Salut, les bibliophages!
J'ai eu envie de parler d'un auteur peu connu, Guillaume-Hyacinthe Bougeant (1690-1743), abbé de son état, intellectuel original qui s'est engagé dans des discours mi-plaisants mi-sérieux, à travers des ouvrages hélas difficiles à trouver de nos jours. J'en ai retenu deux, que l'on ne peut guère trouver que chez des bouquinistes, mais que l'on peut lire sans bourse délier grâce à Google Books:
http://books.google.fr/books?id=ZoZJAAAAYAAJ&printsec=frontcover&dq=voyage+de+fan+f%C3%A9r%C3%A9din&source=bl&ots=0n29KBHkWP&sig=5wBxLeQlXqleyCOEL37aASPqo7o&hl=fr&ei=zSOXTIGSMpuN4gbOl534Aw&sa=X&oi=book_result&ct=result&resnum=1&ved=0CBsQ6AEwAA#v=onepage&q&f=false
http://books.google.fr/books?id=lY4QswQzNAYC&printsec=frontcover&dq=amusement+philosophique&source=bl&ots=OqKw712xIf&sig=Fve_GTAyB3GFrOE71-B5viu1KKI&hl=fr&ei=7COXTMuACuGw4Aa9l_iwBA&sa=X&oi=book_result&ct=result&resnum=1&ved=0CBUQ6AEwAA#v=onepage&q&f=false
Il s'agit dans le premier cas du
Voyage du Prince Fan-Férédin dans la Romancie, 1765 (Publication de l'Université de Saint-Etienne, 1992), dans le second de l'
Amusement philosophique sur le langage des Bêtes, 1739 (Librairies Droz et Giard, 1954).
Le
Voyage est un roman satirique destiné à railler les lieux communs romanesques de son époque (ceux que l'on trouve dans
L'Astrée, par exemple, ou encore dans
Manon Lescaut). Le malicieux abbé y tourne en dérision aussi bien les péripéties merveilleuses utilisées comme ficelles aux fins de l'édification de la jeunesse, jugées dangereuses par les jésuites, que le réalisme convenu de romans d'éducation soi-disant réalistes, dont beaucoup étaient écrits par des abbés. Cet ouvrage fanfaron n'en joue pas moins le jeu de l'invention romanesque critiquée, si bien que les Messieurs de Trévoux, centre de la critique littéraire jésuitique de l'époque, lui ont reproché l'ambiguïté de son ouvrage. Il n'en reste pas moins que le roman se laisse lire avec plaisir, très élégamment écrit et farci d'humour. J'avais peur de lire un livre ringard et sentencieux. Nullement! L'on s'amuse beaucoup. Le discours satirique n'est guère méchant et, plutôt que d'y voir une condamnation, on peut aussi bien y chercher une incitation à renouveler le genre romanesque.
L'
Amusement philosophique est un ouvrage argumentatif qui a valu un désavoeu de la hiérarchie ecclésiastique à son auteur, au point que celui-ci s'est trouvé exilé loin de Paris... en Bretagne, et qu'il a dû se rétracter publiquement, dans un autre ouvrage. Il est vrai qu'il se mettait là, malgré une précaution conventionnelle (l'auteur fait parler un personnage pour ne pas s'attribuer des idées trop audacieuses), en contradiction avec la théologie officielle. Son but était de "dégommer" la théorie de "l'animal-machine" de Descartes. Notre abbé s'appuie d'abord sur le bon sens qui nous fait échanger avec les bêtes domestiques de la tendresse, lesquelles, chacun le constate, nous le rendent bien. Puis il pousse plus avant son investigation, leur reconnaît une âme et donc la connaissance, et s'aventure jusqu'à expliquer cette âme par le séjour de petits "démons" -bien inoffensifs- condamnés à ce qu'on pourrait appeler une sorte de kharma.

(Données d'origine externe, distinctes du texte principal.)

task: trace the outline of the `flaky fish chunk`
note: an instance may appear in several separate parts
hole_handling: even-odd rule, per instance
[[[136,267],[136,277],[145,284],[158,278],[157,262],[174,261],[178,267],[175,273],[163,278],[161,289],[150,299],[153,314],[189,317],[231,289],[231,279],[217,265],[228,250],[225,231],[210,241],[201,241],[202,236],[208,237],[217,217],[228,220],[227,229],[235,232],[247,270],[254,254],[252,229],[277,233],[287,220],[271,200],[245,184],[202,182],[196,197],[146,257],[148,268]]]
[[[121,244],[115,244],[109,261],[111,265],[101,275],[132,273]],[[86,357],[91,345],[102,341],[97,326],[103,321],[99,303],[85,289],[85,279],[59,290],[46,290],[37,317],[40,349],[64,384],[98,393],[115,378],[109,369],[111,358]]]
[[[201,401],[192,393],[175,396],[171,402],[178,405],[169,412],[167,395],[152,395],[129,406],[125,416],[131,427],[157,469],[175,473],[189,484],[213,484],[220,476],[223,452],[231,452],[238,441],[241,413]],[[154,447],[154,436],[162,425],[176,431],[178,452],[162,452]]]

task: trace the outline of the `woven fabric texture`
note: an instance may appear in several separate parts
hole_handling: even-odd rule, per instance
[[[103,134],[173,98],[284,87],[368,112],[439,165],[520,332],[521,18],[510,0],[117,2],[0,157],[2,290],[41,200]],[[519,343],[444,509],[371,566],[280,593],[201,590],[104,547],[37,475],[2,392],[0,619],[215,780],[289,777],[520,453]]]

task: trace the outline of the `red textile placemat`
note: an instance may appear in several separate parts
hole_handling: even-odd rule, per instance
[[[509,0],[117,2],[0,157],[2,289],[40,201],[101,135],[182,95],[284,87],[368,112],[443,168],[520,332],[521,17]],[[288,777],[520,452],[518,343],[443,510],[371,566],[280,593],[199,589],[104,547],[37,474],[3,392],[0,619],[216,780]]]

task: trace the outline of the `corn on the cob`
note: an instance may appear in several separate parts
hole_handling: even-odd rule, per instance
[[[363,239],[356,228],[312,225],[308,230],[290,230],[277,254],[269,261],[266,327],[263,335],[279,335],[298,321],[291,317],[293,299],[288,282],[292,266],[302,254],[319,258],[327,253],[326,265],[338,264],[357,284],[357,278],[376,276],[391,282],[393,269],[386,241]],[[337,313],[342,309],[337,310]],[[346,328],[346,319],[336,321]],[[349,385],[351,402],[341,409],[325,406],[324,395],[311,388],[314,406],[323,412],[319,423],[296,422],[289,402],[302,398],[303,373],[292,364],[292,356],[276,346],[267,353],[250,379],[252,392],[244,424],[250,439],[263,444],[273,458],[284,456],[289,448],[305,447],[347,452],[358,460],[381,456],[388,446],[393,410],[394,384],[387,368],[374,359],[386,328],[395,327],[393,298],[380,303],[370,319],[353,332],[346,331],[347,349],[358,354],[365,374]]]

C'est écrit dans le style classique de l'époque, marqué aux coins de la clarté et de l'élégance. Autant dire, à mon goût, un régal de finesse et d'humour.
Malgré le recours peu sympathique aux "démons" et quelques idées reçues de M. Buffon (le chat perfide, le chien envieux, etc., discrètement présentes dans le texte), on sent bien que l'abbé Bougeant les aime, ces Bêtes (la majuscule est de lui), et qu'il s'agissait surtout, pour lui, de réagir, à juste titre, contre la cruelle théorie cartésienne qui leur a fait beaucoup de mal et qui ne fait pas honneur au grand philosophe.